次の表に、利用可能なメタデータ サーバー情報の一部を示します。
パス | 説明 |
---|---|
/computeMetadata/v1/project/project-id |
Cloud Run サービスまたはジョブが属するプロジェクトのプロジェクト ID |
/computeMetadata/v1/project/numeric-project-id |
Cloud Run サービスまたはジョブが属するプロジェクトのプロジェクト番号 |
/computeMetadata/v1/instance/region |
この Cloud Run サービスまたはジョブのリージョン。projects/PROJECT-NUMBER/regions/REGION を返します。 |
/computeMetadata/v1/instance/id |
コンテナ インスタンスの一意の識別子(ログでも使用可能) |
/computeMetadata/v1/instance/service-accounts/default/email |
この Cloud Run サービスまたはジョブのランタイム サービス アカウントのメールアドレス。 |
/computeMetadata/v1/instance/service-accounts/default/token |
この Cloud Run サービスまたはジョブのサービス アカウントの OAuth2 アクセス トークンを生成します。Cloud Run サービス エージェントはトークンの取得に使用されます。このエンドポイントは、access_token 属性を含む JSON レスポンスを返します。このアクセス トークンを抽出して使用する方法について詳しくは、こちらをご覧ください。 |
Cloud Run では、コンテナ インスタンスが実行されている Google Cloud ゾーンに関する詳細情報は提供されません。そのため、メタデータ属性 /computeMetadata/v1/instance/zone
は常に projects/PROJECT-NUMBER/zones/REGION-1
を返します。
ファイル名
コンテナ内で使用するファイル名は UTF-8 と互換性がある必要があります。UTF-8 か、UTF-8 に安全に自動変換できるものでなければ、コンテナ イメージのデプロイに失敗する可能性があります。この制限はファイル名にのみ適用されます。ファイルのコンテンツで使用される文字エンコードに制限はありません。

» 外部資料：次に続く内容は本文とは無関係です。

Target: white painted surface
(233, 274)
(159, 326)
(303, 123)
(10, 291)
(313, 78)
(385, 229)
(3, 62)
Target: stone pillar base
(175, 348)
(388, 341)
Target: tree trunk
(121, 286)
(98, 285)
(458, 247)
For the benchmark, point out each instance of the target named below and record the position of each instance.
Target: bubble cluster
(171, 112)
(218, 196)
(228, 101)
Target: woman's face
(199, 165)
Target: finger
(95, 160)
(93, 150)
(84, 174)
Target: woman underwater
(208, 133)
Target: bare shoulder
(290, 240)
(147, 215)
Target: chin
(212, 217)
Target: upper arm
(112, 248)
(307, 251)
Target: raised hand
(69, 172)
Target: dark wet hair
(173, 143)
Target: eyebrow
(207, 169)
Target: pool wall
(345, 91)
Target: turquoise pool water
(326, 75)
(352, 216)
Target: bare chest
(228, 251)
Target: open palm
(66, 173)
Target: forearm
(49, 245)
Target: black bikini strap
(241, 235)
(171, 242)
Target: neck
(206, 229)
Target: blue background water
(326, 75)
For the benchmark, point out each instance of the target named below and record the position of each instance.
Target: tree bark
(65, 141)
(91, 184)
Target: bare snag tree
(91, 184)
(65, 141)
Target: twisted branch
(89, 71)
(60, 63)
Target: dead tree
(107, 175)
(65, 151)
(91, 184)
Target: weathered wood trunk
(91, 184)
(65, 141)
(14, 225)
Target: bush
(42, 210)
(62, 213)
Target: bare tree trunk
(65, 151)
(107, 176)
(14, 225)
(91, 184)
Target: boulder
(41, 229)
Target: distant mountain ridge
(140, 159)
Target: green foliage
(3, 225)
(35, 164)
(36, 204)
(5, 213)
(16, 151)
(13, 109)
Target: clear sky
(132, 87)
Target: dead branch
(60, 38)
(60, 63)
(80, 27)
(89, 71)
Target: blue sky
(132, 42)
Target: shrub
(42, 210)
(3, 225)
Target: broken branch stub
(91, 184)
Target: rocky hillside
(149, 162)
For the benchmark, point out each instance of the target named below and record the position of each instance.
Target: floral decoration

他のエンコードでファイル名を使用している場合は、UTF-8 に変換してからデプロイする必要があります。
アウトバウンド接続
アウトバウンド リクエストのタイムアウト
Cloud Run のサービスとジョブでは、コンテナから VPC へのリクエストで 10 分間アイドル状態が継続するとタイムアウトが発生します。コンテナからインターネットへのリクエストの場合は、20 分間のアイドル時間の後にタイムアウトが発生します。
アウトバウンド接続のリセット
コンテナから VPC とインターネットの両方への接続ストリームは、基盤となるインフラストラクチャの再起動や更新時に終了したり、置き換える場合があります。アプリケーションで長期間の接続を再利用する場合は、切断された接続の再利用を避けるため、接続を再確立してアプリケーションを構成することをおすすめします。